Thursday, June 22, 2017

Study: Marijuana legalization leads to fewer traffic stops by the Washington State Patrol

Posted By on Thu, Jun 22, 2017 at 12:38 PM

click to enlarge Study: Marijuana legalization leads to fewer traffic stops by the Washington State Patrol
A new study says Washington's legalization of recreational marijuana in 2012 has resulted in fewer scenes like this.


Washington state has seen a sharp decline in the number of traffic stops resulting in searches by state police — a result of the legalization of recreational marijuana in 2012,

a new analysis shows.

A team of Stanford University researchers with the Open Policing Project studied data for

more than 130 million state patrol stops in 31 states from 2011 to 2015, including 8,624,032 stops in Washington state, the largest collection of traffic stops to date. Digging through the numbers, they reached two major conclusions: after legalization, stops resulting in searches have gone down. This could potentially result in limiting the number of dangerous clashes between drivers and police, according to Stanford researchers.


But racial disparities still exist.

“After marijuana use was legalized, Colorado and Washington saw dramatic drops in search rates,” according to Stanford researchers. “That’s because many searches are drug-related. Take away marijuana as a crime and searches go down… In Washington and Colorado, far fewer people — both whites and minorities — are searched overall. However, the racial disparities in searches remain, and there is a persistent gap in the threshold for searching white and minority drivers.”

While the Stanford research showed substantial drops in the amount of searches for all racial groups, glaring racial disparities were still apparent for black and Hispanic drivers.

“When we apply the threshold test to our traffic stop data, we find that police require less suspicion to search black and Hispanic drivers than whites,” according to the Stanford researchers. “This double standard is evidence of discrimination.”
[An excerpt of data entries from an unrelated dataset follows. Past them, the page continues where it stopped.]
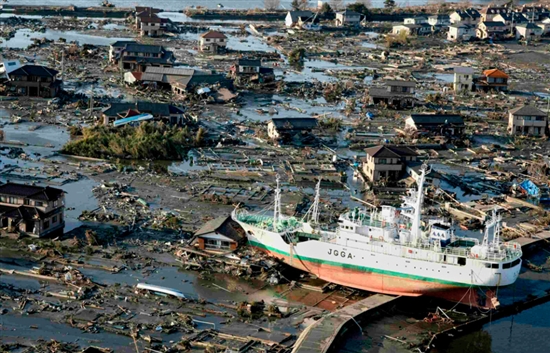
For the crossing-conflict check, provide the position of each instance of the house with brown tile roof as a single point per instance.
(387, 162)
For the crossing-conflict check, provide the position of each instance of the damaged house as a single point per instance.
(213, 42)
(527, 120)
(149, 24)
(137, 57)
(494, 30)
(395, 93)
(34, 81)
(347, 18)
(33, 210)
(160, 111)
(387, 162)
(451, 125)
(297, 18)
(217, 235)
(252, 70)
(177, 79)
(492, 80)
(115, 49)
(287, 129)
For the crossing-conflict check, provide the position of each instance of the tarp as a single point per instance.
(530, 187)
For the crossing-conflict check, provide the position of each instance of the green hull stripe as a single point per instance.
(359, 268)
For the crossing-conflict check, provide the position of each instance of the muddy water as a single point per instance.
(79, 195)
(312, 71)
(189, 283)
(17, 329)
(525, 332)
(284, 107)
(176, 5)
(23, 38)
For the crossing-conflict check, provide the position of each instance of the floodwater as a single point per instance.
(79, 195)
(434, 76)
(247, 43)
(284, 107)
(15, 328)
(176, 5)
(312, 70)
(524, 332)
(23, 38)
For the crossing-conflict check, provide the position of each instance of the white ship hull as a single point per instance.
(390, 269)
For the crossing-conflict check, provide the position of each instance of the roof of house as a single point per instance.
(400, 83)
(250, 62)
(492, 9)
(166, 58)
(213, 34)
(140, 9)
(34, 70)
(496, 73)
(27, 213)
(437, 119)
(461, 25)
(349, 13)
(417, 18)
(31, 191)
(123, 43)
(408, 25)
(294, 123)
(527, 110)
(137, 75)
(222, 225)
(471, 12)
(173, 71)
(295, 15)
(515, 16)
(155, 109)
(529, 25)
(494, 24)
(144, 48)
(464, 70)
(150, 19)
(390, 151)
(440, 16)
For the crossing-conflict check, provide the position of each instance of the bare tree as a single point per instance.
(272, 4)
(337, 4)
(367, 3)
(437, 4)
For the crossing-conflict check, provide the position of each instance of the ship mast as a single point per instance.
(277, 206)
(492, 226)
(416, 233)
(315, 207)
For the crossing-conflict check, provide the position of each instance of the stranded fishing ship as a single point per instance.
(388, 250)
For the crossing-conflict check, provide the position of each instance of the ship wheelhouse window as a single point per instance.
(511, 264)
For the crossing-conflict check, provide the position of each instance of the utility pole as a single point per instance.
(91, 106)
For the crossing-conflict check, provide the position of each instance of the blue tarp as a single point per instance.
(530, 187)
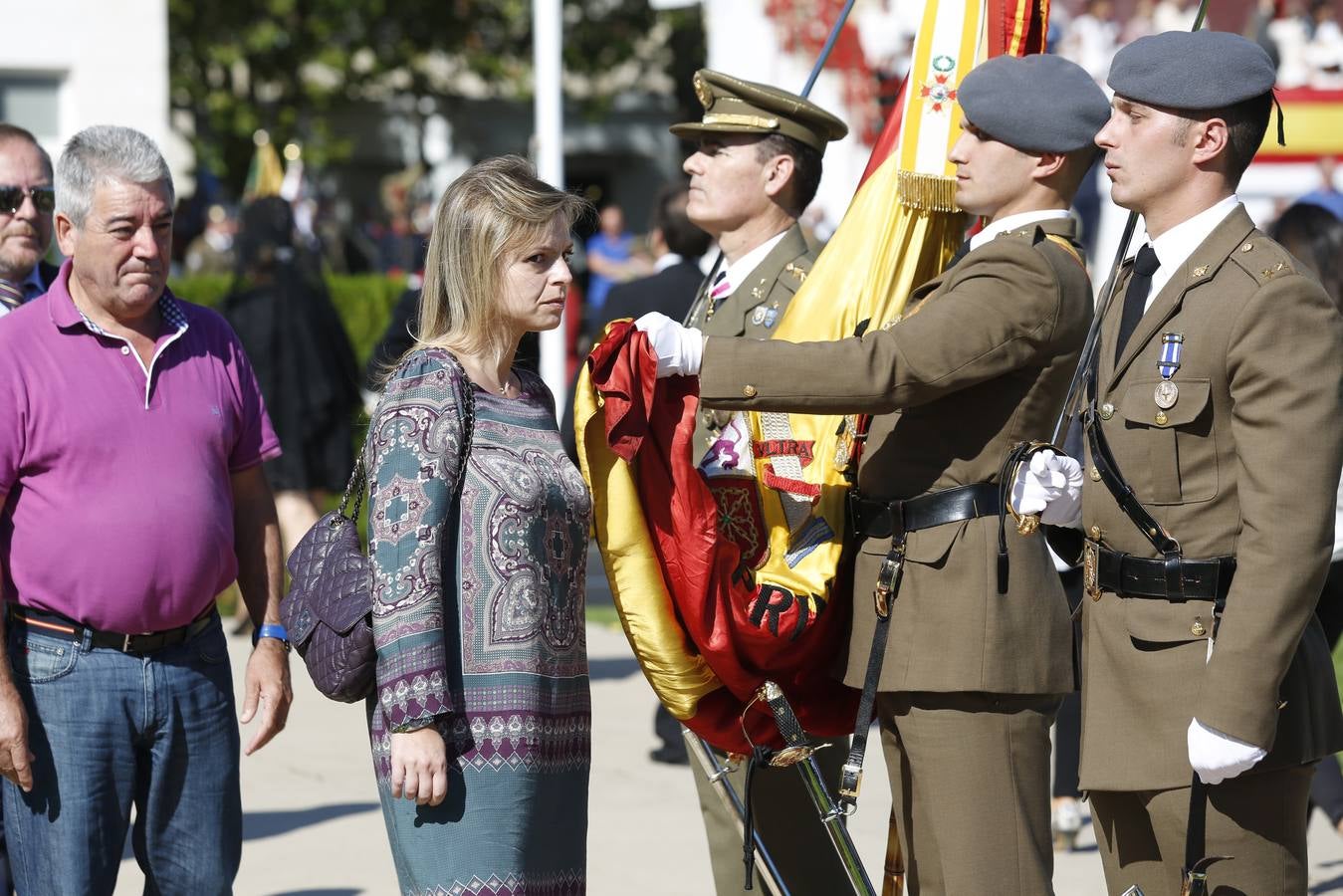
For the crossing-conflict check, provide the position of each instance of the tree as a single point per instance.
(284, 65)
The Marshall Project and Reveal, a weekly radio program from the Center for Investigative Reporting, partnered to review the stop-and-search data, finding a 34 percent decrease in the search rate for black drivers, while the search rate for white and Hispanic drivers decreased by about 25 percent.

Yet racial disparities were still apparent before and after legalization. The Marshall Project analysis of Washington State Patrol data showed that black drivers were still searched roughly twice as much as white drivers, and Hispanic drivers were searched about 1.7 times as much as white drivers.

The Stanford University researchers also found that black drivers are 20 percent more likely to receive a ticket than white drivers, and Hispanic drivers 30 percent more likely, across all of the 31 states that submitted data.

The Stanford researchers also break it down by county. For example, in only three of every 100 searches of Hispanic drivers in Walla Walla County did police find contraband. Twelve of every 100 police searches of white drivers in the county turned up illegal drugs or weapons, the data shows.

“If searches of minorities turn up contraband at lower rates than searches of whites, the outcomes tests suggests officers are applying a double standard, searching minorities on the basis of less evidence,” according to Stanford researchers.

This is something that the ACLU has been trying to combat recently, advocating that law enforcement agencies need to have “objective facts” that amount to reasonable suspicion before searching a vehicle.

A caveat to the data collected by the Open Policing Project is that it only includes stops by state patrol agencies, and not local law enforcement. This could potentially skew the findings, and provide an incomplete picture of what’s actually happening in Washington.

With state police primarily working on interstate highways, it’s possible that the legalization of marijuana has not had the same impact on the amount of traffic stops in urban areas. For example, traffic stops made by city police in Seattle or Spokane are not included in the data.